Example: API-level behavior

def test_create_control_returns_id(client: TestClient) -> None:
    # Given: a valid control payload
    payload = {"name": "pii-protection"}

    # When: creating the control via the public API
    response = client.put("/api/v1/controls", json=payload)

    # Then: the response contains the control id
    assert response.status_code == 200
    assert "control_id" in response.json()

Example: SDK-level behavior

async def test_sdk_denies_on_local_control() -> None:
    # Given: an SDK client and a local deny control
    client = AgentControlClient(base_url="http://localhost:8000")
    controls = [{"execution": "sdk", "action": {"decision": "deny"}, ...}]

    # When: evaluating via the SDK public API
    result = await check_evaluation_with_local(
        client=client,
        agent_name="demo-agent",
        step=Step(type="tool", name="db_query", input={"sql": "SELECT 1"}, output=None),
        stage="pre",
        controls=controls,
    )

    # Then: the evaluation is unsafe
    assert result.is_safe is False

Setup guidance

  • Prefer creating records via public endpoints rather than writing DB rows directly.
  • Prefer invoking behavior via public entrypoints.
  • Avoid asserting on internal or private fields unless they are part of the contract.

Specific guidance:

  • Server: use HTTP endpoints when practical. The service layer is internal.
  • SDK: use symbols exported from sdks/python/src/agent_control/__init__.py.
  • Database seeding: direct row insertion is acceptable for migration tests, otherwise prefer public setup flows.

Evaluator-specific expectations

When adding or changing evaluators, tests should cover at least these three cases:

  1. Null or empty input: returns matched=False and no error.
  2. Normal evaluation: returns the correct matched result for the configured threshold or predicate.
  3. Infrastructure failure: returns matched=False with error set, unless the evaluator intentionally uses a different documented error policy.
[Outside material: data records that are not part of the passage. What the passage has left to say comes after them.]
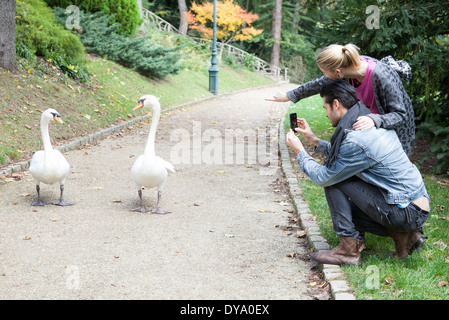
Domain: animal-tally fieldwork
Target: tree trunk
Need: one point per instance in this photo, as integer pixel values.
(276, 29)
(183, 24)
(8, 35)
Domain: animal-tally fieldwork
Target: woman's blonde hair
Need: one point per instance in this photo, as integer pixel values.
(337, 56)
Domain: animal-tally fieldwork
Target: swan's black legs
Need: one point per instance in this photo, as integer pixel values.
(39, 200)
(142, 207)
(61, 202)
(159, 210)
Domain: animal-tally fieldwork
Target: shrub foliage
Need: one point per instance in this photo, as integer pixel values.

Additional evaluator rules worth testing when relevant:

  • error is for infrastructure failures, not normal evaluation outcomes.
  • Evaluators are reused across concurrent requests, so avoid request-scoped state on self.
  • Pre-compiled patterns, timeout handling, and async boundaries should be covered when they are part of the evaluator behavior.

Running tests

Prefer Makefile targets when available:

  • All tests: make test
  • All checks: make check
  • Server tests: make server-test
  • Engine tests: make engine-test
  • SDK tests: make sdk-test

If there is no Makefile target for the task, run the underlying command directly.

Package-specific notes:

  • Server tests use the configured test database in server/Makefile.
  • SDK tests start a local server and wait on /health.
  • Models tests currently run directly from the models/ package.

Practical defaults

  • New behavior should come with a focused test.
  • Bug fixes should include a regression test when practical.
  • Prefer small, specific test fixtures over broad shared setup.
  • Keep tests deterministic. Avoid timing-sensitive assertions and unnecessary sleeps.
  • When changing shared contracts in models/, expect corresponding server and SDK test updates.